Long before I started making these lectures, or even thinking about games in depth, I was part of a community called OverClocked ReMix. If you haven't stumbled across the site before, it's a community full of musicians who rearrange and remix video game music. I've been a contributing member there since 2003, though I haven't had time to remix anything new over the last year or two (I use the remixer handle "sephfire" there, if anyone is feeling curious).

Anyway, all of the music I use in my videos comes from the artists at OCR. If you ever wished you had a longer version of any of those outro tunes, you can find free downloads for all of them at the links below.

Penguin Cap by CarboHydroM
Mario 64 remix. This has been my intro music since the beginning. I wish he would submit more of his work to OCR. Fortunately, you can download most of it at his website.

Burning Up by Dj Redlight
Dr. Mario remix.

Star Fox remix. djpretzel is actually OCR's creator.
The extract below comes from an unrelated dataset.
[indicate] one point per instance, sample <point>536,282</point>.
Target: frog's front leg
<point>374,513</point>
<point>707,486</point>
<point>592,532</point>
Walk on Water by housethegrate
Sonic the Hedgehog 3 remix.

Bumpin by Joshua Morse
ToeJam & Earl remix.

Illusional Hop by Anthony Lofton & Joshua Morse
Castlevania: Symphony of the Night remix. Another track that was never officially released on OCR, it was part of a separate remix project by Bad Dudes. They've released multiple full length albums devoted to numerous games, from Chrono Trigger to Zombies Ate My Neighbors. You can download them all from their official site.

Mega Man 2 remix.

The Passing of the Blue Crown by Sixto Sounds, Steppo & Zircon
Mega Man 3 remix. Truly bad-ass.

I highly recommend exploring the site and enjoying all of the repackaged nostalgia it has to offer. All of the music is 100% free, spanning every genre from classical to techno to metal. You can use the official torrents to download large chunks of their library en masse, or you can peruse the site and pick-and-choose at your leisure.


Friday, November 6, 2009

Tuesday, November 3, 2009

Digital Cowboys' Latest Guest: James Portnow!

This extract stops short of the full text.